Computer News & Safety – Harry Waldron

Microsoft now automatically turns on AMSI macro  technology to protect against malicious macros for Office 365 ProPlus subscribers

https://redmondmag.com/articles/2018/09/17/office-365-proplus-macro-scanner.aspx

https://cloudblogs.microsoft.com/microsoftsecure/2018/09/12/office-vba-amsi-parting-the-veil-on-malicious-macros/

Microsoft has turned on a technology to protect against malicious macros for Office 365 ProPlus subscribers, the company announced last week.

The technology, called Antimalware Scan Interface (AMSI), has been around since 2015, but it’s now newly integrated with Office 365 ProPlus. Microsoft turned AMSI on by default “on the Monthly Channel for Office 365 client applications including Word, Excel, PowerPoint, Access, Visio and Publisher,” Microsoft indicated, in its September 12 announcement.  With AMSI’s integration with Office 365 ProPlus, IT professionals now have new Group Policy security setting called “Macro Runtime Scan Scope.” This policy lets IT pros disable scanning for all documents, enable scanning for low-trust documents or enable scanning for all documents.
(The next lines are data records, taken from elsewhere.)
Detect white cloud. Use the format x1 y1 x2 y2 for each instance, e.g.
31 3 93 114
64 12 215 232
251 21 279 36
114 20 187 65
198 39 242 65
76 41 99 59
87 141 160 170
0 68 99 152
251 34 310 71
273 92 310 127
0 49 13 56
Microsoft acquires  artificial intelligence (AI) company Lobe as documented below

https://blogs.microsoft.com/blog/2018/09/13/microsoft-acquires-lobe-to-help-bring-ai-development-capability-to-everyone/

Today, we’re excited to announce the acquisition of Lobe. Based in San Francisco, Lobe is working to make deep learning simple, understandable and accessible to everyone. Lobe’s simple visual interface empowers anyone to develop and apply deep learning and AI models quickly, without writing code. We look forward to continuing the great work by Lobe in putting AI development into the hands of non-engineers and non-experts.  We’re thrilled to have Lobe join Microsoft and are excited about our future together to simplify AI development for everyone.

https://www.lobe.ai/

Drag, drop, learn — Lobe is an easy-to-use visual tool that lets you build custom deep learning models, quickly train them, and ship them directly in your app without writing any code. Start by dragging in a folder of training examples from your desktop. Lobe automatically builds you a custom deep learning model and begins training. When you’re done, you can export a trained model and ship it directly in your app.

Some excellent resources in case IDENTITY THEFT issues are discovered

https://www.irs.gov/individuals/data-theft-information-for-tax-professionals

https://www.identitytheft.gov/Steps

https://identitytheft.gov/

https://www.ftc.gov/ 

All tax professionals should be aware that they, too, are targets of cybercriminals seeking access to client data in order to file fraudulent tax returns for refunds. Are you prepared? Protect your clients and protect yourself by taking a few critical steps.

The IRS recommends tax professionals use Publication 4557, Safeguarding Taxpayer Data, as a guide for conducting a review of your current security measures and to create or update your security plan. It is critical you assess your current security precautions and address any weaknesses.  The IRS also recommends tax professionals create an action plan to outline the steps you would take in the event of a data theft. This will save valuable time should the worst occur.

The “Protect Your Clients; Protect Yourself” campaign to raise awareness among tax professionals is an initiative of the Security Summit, a joint project by the IRS, states and the tax community to combat identity theft. Because of the sensitive client data held by tax professionals, cybercriminals increasingly are targeting the tax preparation community. All tax professionals must take appropriate steps to protect their clients’ data and protect their businesses.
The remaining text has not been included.